本書ではそのような考えに至った著者の経験が、具体的にじっくりと説明されていて非常に説得力がある。特に公私の線引きが難しい部分なんかは私もとても共感した。例えば、電話は基本一対一が前提だし、それに対してテレビはマスを前提として作られている。
しかしネットはどちらも想定されていて、さらにグラデーションがあって非常にわかりづらい。どこから公の場として考えるべきなのか。「嫌なら見なきゃいい。」が通用するしないの線引きはどこなのか。営利非営利の違いぐらいではなさそうなのは容易にわかる。本書で著者がその結論に至るまでの経緯が記されているが、その「いつの間にか公共化してました」的な混乱はよくわかるような気がする。

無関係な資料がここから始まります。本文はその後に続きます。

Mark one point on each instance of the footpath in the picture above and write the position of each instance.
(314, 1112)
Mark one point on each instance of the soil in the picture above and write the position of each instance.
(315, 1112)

ウェブのビジネス利用(特にマーケティングやプロモーション)については悲観的な書き方がされていた。その中でテレビ最強説について語られていたが、たぶんネットはテレビに負けているというより、結果が現れる世界なんだと思う。テレビはプロが作ってマスに流す前提だから、情報の流れの上流にあるだけなんだと思う。情報の受け手が渦巻いている海の部分の一部がネットであるためにそう見えるのではないか。私は現時点ではウェブはマーケティングやプロモーションで成果を出すというよりは効果測定の場として利用するのが良いように感じる。ウェブでどう受け止められたかを良く観察して、より良いプランやアイデアをつくるネタにしたり、普段の効果測定から見えないバイアスの違う意見を掬いとることで商品開発にフィードバックしたり・・・といったことには良いものになりそうな気がする。そして将来は海の水が雨雲となって上流であるテレビにも降り注ぐことになるだろうし。・・・いや、偉そうなこと言って自分でもよくわからないんだけれども。。。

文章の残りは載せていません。